What is fecal incontinence?
Fecal incontinence is the loss of normal bowel control, leading to accidental leakage of stool or gas through the anus. Some women develop fecal incontinence after childbirth, while others may develop it later in life.
Fecal incontinence affects an estimated one in 10 women. Many women are too embarrassed to discuss it with their doctor. Untreated, the condition can lead to social isolation.
Fecal incontinence is also referred to as anal incontinence or accidental bowel leakage.
What causes fecal incontinence?
Fecal incontinence occurs when the muscles or nerves required for normal bowel control are not functioning properly.

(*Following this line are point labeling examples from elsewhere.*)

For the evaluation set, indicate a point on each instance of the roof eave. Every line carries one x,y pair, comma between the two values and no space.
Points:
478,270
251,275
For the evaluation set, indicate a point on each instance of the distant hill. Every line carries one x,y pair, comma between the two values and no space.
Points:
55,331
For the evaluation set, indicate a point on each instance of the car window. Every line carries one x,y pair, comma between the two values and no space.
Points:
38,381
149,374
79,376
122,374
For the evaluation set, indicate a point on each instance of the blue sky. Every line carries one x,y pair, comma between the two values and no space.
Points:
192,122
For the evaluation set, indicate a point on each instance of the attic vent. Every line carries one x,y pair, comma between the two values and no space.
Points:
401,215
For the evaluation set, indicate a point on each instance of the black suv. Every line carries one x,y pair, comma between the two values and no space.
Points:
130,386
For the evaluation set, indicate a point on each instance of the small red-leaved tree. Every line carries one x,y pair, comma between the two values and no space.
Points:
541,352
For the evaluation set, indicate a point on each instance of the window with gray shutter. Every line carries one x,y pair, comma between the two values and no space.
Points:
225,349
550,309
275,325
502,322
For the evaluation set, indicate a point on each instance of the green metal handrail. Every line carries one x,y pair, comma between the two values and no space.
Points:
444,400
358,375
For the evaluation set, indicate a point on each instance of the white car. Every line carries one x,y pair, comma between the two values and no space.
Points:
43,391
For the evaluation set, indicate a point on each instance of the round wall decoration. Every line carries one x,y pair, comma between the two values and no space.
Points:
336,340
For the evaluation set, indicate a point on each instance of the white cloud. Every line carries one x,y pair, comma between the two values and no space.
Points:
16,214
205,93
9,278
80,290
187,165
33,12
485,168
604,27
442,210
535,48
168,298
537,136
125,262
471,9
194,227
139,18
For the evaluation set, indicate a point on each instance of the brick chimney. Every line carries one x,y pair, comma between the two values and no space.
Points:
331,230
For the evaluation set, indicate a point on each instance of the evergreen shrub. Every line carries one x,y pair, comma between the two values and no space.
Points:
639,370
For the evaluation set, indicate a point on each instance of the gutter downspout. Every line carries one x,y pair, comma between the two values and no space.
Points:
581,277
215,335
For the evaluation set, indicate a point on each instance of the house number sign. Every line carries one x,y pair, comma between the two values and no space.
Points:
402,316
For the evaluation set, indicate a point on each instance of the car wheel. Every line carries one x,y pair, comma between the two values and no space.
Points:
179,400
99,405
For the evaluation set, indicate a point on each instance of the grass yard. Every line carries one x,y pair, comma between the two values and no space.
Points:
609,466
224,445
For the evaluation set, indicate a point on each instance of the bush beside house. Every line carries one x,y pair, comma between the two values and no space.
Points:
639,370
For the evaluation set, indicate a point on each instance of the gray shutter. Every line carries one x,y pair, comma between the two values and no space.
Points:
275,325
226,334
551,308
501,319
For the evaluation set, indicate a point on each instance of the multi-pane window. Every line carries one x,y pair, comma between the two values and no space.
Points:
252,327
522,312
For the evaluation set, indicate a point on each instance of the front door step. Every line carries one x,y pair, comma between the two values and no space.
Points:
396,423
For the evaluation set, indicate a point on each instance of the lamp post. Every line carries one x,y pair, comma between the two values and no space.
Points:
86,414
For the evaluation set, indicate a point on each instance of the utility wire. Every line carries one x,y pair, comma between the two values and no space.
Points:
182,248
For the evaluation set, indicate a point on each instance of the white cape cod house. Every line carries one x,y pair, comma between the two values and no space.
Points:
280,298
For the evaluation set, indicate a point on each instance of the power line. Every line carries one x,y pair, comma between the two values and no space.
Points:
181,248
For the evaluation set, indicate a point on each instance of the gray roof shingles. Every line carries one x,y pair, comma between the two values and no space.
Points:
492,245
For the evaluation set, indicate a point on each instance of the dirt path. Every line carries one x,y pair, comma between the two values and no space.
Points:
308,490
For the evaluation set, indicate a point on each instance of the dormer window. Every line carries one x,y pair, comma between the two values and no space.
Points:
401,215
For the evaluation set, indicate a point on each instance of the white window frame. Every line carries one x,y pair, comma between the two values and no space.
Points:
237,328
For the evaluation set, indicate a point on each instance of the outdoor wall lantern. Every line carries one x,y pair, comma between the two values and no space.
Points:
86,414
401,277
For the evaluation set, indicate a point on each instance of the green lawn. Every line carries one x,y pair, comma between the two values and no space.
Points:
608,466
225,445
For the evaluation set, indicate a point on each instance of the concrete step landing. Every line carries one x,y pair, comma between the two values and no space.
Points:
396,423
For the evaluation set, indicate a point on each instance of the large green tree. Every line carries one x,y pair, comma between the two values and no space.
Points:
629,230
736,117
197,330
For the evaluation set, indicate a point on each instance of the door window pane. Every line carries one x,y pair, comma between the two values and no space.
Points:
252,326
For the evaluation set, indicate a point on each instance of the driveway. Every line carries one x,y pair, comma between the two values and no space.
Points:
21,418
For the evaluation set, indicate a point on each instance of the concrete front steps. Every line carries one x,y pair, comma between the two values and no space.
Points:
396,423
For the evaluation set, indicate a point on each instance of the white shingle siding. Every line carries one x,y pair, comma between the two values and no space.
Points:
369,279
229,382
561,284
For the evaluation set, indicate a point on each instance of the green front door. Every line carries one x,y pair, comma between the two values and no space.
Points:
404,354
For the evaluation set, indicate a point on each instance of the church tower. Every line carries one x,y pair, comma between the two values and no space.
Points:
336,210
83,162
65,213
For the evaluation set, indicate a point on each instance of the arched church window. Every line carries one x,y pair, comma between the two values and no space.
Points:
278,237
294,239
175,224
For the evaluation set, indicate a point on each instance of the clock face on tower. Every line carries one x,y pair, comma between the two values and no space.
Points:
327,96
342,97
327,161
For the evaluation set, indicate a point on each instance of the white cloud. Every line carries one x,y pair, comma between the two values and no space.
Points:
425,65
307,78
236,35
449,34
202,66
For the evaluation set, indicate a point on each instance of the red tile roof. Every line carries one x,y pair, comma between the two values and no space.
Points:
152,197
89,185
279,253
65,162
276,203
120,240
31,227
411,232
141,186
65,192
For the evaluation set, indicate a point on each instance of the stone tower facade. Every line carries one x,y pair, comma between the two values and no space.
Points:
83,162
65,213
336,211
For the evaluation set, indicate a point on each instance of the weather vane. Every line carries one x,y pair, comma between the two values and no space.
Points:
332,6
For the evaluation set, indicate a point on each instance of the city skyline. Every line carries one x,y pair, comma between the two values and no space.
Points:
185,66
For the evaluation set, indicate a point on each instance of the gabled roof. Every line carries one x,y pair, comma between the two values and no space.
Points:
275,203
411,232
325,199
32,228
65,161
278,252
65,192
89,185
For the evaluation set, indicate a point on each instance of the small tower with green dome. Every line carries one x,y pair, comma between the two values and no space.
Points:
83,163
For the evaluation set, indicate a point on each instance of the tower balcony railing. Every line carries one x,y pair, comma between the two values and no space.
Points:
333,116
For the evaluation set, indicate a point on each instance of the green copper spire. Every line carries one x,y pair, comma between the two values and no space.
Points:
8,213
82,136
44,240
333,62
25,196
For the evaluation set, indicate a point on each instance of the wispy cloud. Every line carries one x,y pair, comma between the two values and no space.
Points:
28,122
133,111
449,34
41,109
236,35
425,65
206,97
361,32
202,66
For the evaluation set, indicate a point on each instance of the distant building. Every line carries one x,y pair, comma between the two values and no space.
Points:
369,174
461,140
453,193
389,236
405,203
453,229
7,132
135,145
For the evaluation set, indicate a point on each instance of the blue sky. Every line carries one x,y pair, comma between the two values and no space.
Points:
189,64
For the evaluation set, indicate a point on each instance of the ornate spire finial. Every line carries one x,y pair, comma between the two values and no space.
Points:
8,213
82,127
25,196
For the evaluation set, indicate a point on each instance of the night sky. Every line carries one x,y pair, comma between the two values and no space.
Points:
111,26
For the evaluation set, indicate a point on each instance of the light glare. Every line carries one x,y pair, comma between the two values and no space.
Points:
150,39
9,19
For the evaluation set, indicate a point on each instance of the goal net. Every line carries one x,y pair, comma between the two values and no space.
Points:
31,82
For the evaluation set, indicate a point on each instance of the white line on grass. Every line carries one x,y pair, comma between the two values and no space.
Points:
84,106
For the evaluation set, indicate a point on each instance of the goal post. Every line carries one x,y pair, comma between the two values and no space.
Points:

These muscles include the anal sphincter, the circular muscle that surrounds the anal canal, and the pelvic floor muscles, a group of muscles that form a sling around the anal canal. The anal sphincter and pelvic floor muscles help women control their stools and gas from their stomach or intestines.
Common causes of fecal incontinence include:
- Injury to the anal sphincter muscles or nerves following childbirth (especially if forceps are used)
- Infection of the anal sphincter
- Age, as the muscles that control bowel movements weaken
- Stools that are too loose (diarrhea) or too hard (constipation)
- Gastrointestinal conditions, such as inflammatory bowel disease, irritable bowel syndrome, ulcerative colitis, Crohn’s disease or cancer of the rectum
- Past surgery of the colon or anus
- Pelvic radiation therapy
- Rectal prolapse
- Urinary incontinence
- Some conditions that affect the nervous system
What are the symptoms of fecal incontinence?
Each woman’s symptoms may vary but can include:
- Involuntary passage of gas or stool
- Urgency or the inability to delay bowel movements
- Stool leakage or stains in the underwear without awareness
Symptoms may occur often or infrequently. In some cases, fecal incontinence occurs with urinary incontinence (accidental loss of urine).
How is fecal incontinence diagnosed?
Diagnosis starts with a detailed medical history and discussion of your symptoms. During your visit, your urogynecologist may:
- Ask questions about when and how often you have accidental bowel leakage.
- Ask about the consistency of your stools.
- Ask you to keep a bowel diary to track how often you lose control of gas or stool, your food and fiber intake, and how much fluid you drink
- Conduct a physical exam to help identify other conditions that are related to your anal sphincter.
Your urogynecologist may also recommend diagnostic testing, including:
- 3D pelvic ultrasound to evaluate your anal sphincter and pelvic floor muscles
- Anal manometry to evaluate the pressures in your anal canal, or how well the muscles are functioning.
- MRI defecography to view and evaluate the structure and function internal pelvic organs during straining and evacuation.
How is fecal incontinence treated?
Your urogynecologist will use the diagnostic information obtained to determine the probable cause of your symptoms. Then they will work with you to develop a treatment plan based on your unique needs and goals.
In most cases, fecal incontinence will improve with conservative treatments such as behavior modification, diet changes, and pelvic floor muscle exercises, however, some women need more advanced therapies.
Strategies for the treatment of fecal incontinence include:
- Dietary changes
- Adjust fiber intake gradually. A fiber supplement containing psyllium husk fiber is typically needed to help produce firmer, bulkier stools, which are easier to control.
- Limit caffeine, alcohol, and artificial sweeteners, which can lead to loose stools that are more difficult to control.
- Medications such as loperamide/Imodium® can slow the passage of material through the colon and increase the ability of the anal sphincter to control stool.
- Pelvic Floor Physical Therapy
Physical therapy is one of the best ways to treat anal/fecal incontinence.
- Women can work with specialized physical therapists to learn how to improve their anal sphincter and pelvic floor muscle function.
- Minimally Invasive Surgery
- Sacral neuromodulation. This minimally invasive procedure can be used to treat both urinary and fecal incontinence. A thin wire is placed through the skin in the lower back, close to the nerve that controls the bladder and/or bowels. The wire is then connected to a device known as a neurostimulator (similar to a pacemaker) that delivers small impulses to the nerves that control the bowels and anal sphincter muscle system.
- Anal Sphincteroplasty. This minimally invasive surgery procedure may be recommended to repair a tear in your anal sphincter and strengthen the muscles between the vagina and rectum. After surgery, we recommend pelvic floor physical therapy to improve the function of these muscles.